Heavyweight contender Luis “King Kong” Ortiz, who has failed two drug tests for banned substances in the past three years, will get off with little more than a slap on the wrist from the WBC.
The WBC announced Friday that while Ortiz still must pay a $25,000 fine, the sanctioning organization said it believes Ortiz’s assertion that his failed test in September, which caused him to be dropped from a Nov. 4 world title shot against Deontay Wilder, was caused by ingesting medication to control high blood pressure.
“The WBC concludes that the evidence available to the WBC supports a finding that Mr. Ortiz’s ingestion of high blood pressure medication was directed to the treatment of an ongoing medical condition,” the WBC wrote in its ruling. “Therefore, Mr. Ortiz will continue to be tested based on a specifically designed testing protocol. As of the date of this ruling, Mr. Ortiz is available to compete in WBC-sanctioned events, and shall be confirmed in the WBC ratings in a position consistent with the recommendation of the WBC ratings committee.”
The 38-year-old Cuban defector Ortiz (27-0, 23 KOs), a big-punching southpaw who fights out of Miami, was getting ready for a much-anticipated Showtime-televised main event against Wilder at Barclays Center in Brooklyn, New York, when he tested positive for two banned diuretics, chlorothiazide and hydrochlorothiazide — known to be masking agents for performance-enhancing drugs — in a random urine test conducted by the Voluntary Anti-Doping Association as part of the WBC’s Clean Boxing Program on Sept. 22.
Ortiz was subsequently dropped from the fight with Wilder and replaced by faded former titleholder Bermane Stiverne, whom Wilder savaged in a first-round knockout.
The WBC said Ortiz had a complete physical performed by the WBC medical advisory committee chairman Dr. Paul Wallace as part of the organization’s review of the matter.
“Dr. Wallace reviewed the results of all the medical examinations, each one of which were completely normal and revealed no ongoing adverse health condition whatsoever,” the WBC wrote in its ruling. “Dr. Wallace also examined Mr. Ortiz’s medical history and confirmed the medical justification for Mr. Ortiz to ingest a blood pressure medication which eventually resulted in Mr. Ortiz’s adverse finding.

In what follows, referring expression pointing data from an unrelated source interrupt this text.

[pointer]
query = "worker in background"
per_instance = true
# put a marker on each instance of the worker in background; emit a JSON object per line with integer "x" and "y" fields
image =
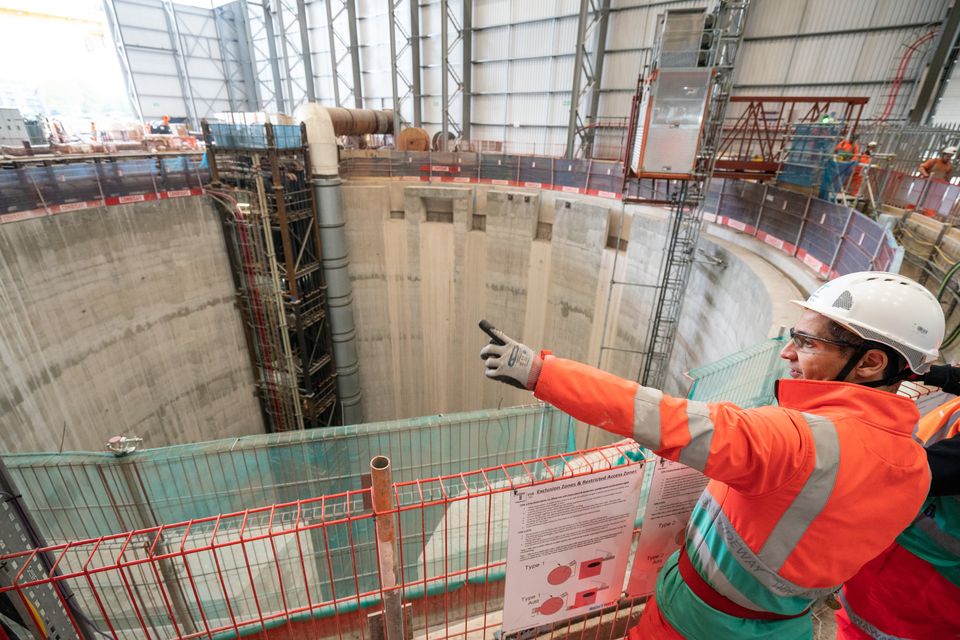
{"x": 162, "y": 128}
{"x": 783, "y": 523}
{"x": 863, "y": 160}
{"x": 940, "y": 167}
{"x": 847, "y": 149}
{"x": 837, "y": 169}
{"x": 912, "y": 589}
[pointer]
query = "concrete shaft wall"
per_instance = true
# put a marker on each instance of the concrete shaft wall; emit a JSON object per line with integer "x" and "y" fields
{"x": 121, "y": 320}
{"x": 428, "y": 262}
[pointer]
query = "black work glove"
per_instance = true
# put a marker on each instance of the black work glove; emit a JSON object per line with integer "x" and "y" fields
{"x": 945, "y": 376}
{"x": 511, "y": 362}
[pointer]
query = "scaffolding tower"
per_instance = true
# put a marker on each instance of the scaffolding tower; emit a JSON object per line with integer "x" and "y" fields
{"x": 261, "y": 179}
{"x": 710, "y": 47}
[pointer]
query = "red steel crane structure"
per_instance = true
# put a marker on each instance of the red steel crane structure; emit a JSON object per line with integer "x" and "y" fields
{"x": 757, "y": 135}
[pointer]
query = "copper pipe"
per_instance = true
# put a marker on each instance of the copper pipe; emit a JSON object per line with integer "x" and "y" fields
{"x": 383, "y": 508}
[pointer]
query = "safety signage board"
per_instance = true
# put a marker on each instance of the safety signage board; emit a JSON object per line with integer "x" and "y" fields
{"x": 568, "y": 546}
{"x": 674, "y": 492}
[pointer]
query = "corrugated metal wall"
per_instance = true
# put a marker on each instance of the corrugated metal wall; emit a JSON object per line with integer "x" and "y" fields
{"x": 153, "y": 47}
{"x": 835, "y": 48}
{"x": 523, "y": 53}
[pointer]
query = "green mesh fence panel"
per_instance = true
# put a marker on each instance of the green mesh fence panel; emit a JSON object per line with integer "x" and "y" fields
{"x": 75, "y": 496}
{"x": 745, "y": 378}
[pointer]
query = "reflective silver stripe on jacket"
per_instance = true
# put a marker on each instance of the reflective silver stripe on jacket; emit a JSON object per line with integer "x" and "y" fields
{"x": 646, "y": 417}
{"x": 813, "y": 496}
{"x": 746, "y": 558}
{"x": 697, "y": 452}
{"x": 865, "y": 626}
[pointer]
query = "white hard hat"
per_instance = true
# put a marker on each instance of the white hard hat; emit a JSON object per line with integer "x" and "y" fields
{"x": 886, "y": 308}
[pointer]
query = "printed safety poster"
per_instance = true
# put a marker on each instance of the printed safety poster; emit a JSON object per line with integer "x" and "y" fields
{"x": 674, "y": 491}
{"x": 568, "y": 546}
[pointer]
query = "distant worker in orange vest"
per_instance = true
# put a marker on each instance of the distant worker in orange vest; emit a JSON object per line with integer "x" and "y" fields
{"x": 863, "y": 160}
{"x": 912, "y": 589}
{"x": 801, "y": 494}
{"x": 846, "y": 150}
{"x": 163, "y": 128}
{"x": 940, "y": 168}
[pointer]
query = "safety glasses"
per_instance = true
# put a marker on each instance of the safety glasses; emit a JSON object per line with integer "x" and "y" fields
{"x": 807, "y": 342}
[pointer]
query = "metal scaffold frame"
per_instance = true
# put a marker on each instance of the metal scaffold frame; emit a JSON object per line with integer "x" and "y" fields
{"x": 685, "y": 194}
{"x": 274, "y": 245}
{"x": 233, "y": 35}
{"x": 462, "y": 26}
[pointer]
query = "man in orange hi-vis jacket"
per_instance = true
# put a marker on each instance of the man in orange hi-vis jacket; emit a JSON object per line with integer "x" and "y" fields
{"x": 802, "y": 494}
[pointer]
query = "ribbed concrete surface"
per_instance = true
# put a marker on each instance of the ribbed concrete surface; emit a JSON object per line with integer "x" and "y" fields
{"x": 428, "y": 262}
{"x": 120, "y": 320}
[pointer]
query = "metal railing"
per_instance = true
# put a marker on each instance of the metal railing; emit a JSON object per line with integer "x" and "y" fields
{"x": 296, "y": 553}
{"x": 829, "y": 238}
{"x": 32, "y": 187}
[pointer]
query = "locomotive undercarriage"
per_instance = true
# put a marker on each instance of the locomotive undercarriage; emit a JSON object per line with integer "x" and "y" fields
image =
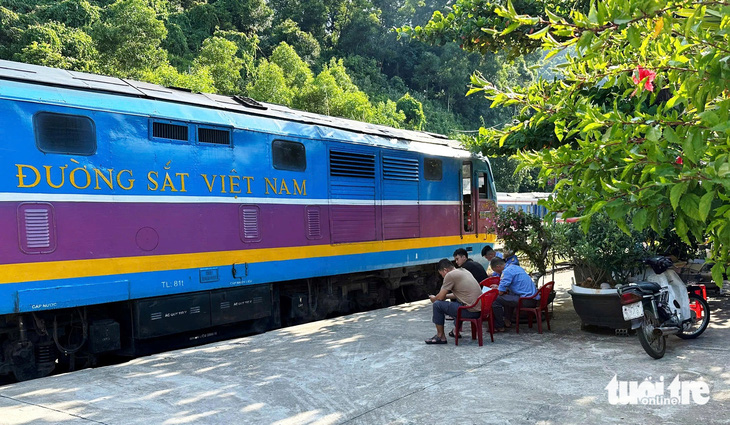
{"x": 33, "y": 345}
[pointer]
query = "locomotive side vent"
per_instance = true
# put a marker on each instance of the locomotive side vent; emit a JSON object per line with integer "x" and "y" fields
{"x": 395, "y": 168}
{"x": 349, "y": 164}
{"x": 314, "y": 223}
{"x": 213, "y": 135}
{"x": 36, "y": 228}
{"x": 249, "y": 226}
{"x": 164, "y": 130}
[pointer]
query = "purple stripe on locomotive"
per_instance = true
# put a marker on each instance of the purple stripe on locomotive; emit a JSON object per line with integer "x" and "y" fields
{"x": 103, "y": 230}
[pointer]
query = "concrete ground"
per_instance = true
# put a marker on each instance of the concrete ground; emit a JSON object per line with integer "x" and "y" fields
{"x": 373, "y": 368}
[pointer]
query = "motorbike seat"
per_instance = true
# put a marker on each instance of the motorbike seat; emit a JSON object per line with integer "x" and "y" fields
{"x": 648, "y": 288}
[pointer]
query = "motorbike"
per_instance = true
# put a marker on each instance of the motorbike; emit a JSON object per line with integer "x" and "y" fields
{"x": 660, "y": 304}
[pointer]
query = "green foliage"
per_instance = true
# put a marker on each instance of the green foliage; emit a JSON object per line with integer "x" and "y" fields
{"x": 269, "y": 84}
{"x": 413, "y": 111}
{"x": 601, "y": 250}
{"x": 247, "y": 16}
{"x": 53, "y": 44}
{"x": 72, "y": 13}
{"x": 303, "y": 43}
{"x": 296, "y": 71}
{"x": 644, "y": 96}
{"x": 166, "y": 75}
{"x": 477, "y": 26}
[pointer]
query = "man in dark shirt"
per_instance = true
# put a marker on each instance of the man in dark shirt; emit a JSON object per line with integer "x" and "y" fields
{"x": 461, "y": 258}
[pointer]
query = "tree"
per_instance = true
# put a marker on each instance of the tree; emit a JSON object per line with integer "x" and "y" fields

“The WBC Board of Governors hereby ratifies… that Mr. Ortiz’s failure to disclose his ingestion of prescribed high blood pressure medication constitutes a violation of the WBC CBP protocol, and confirms the $25,000 fine.”
In early November, Ortiz did not fare as well with the WBA, an organization with which he held the mandatory challenger position for one of the world titles held by Anthony Joshua. The WBA stripped him of his position and suspended him from participating in any WBA-sanctioned bout for a year because of the failed test.
The WBA’s decision was based in part on the fact that Ortiz also failed a drug test in conjunction with his September 2014 fight for the WBA’s vacant interim heavyweight belt. He scored a blistering first-round knockout of Lateef Kayode in Las Vegas to win the interim belt, but the prefight urine sample he provided to the Nevada State Athletic Commission was positive for the banned anabolic steroid Nandrolone in the postfight drug screen.
The belt was taken away from Ortiz, the result of the fight was changed to a no decision, and Ortiz was fined and suspended for eight months by the Nevada commission.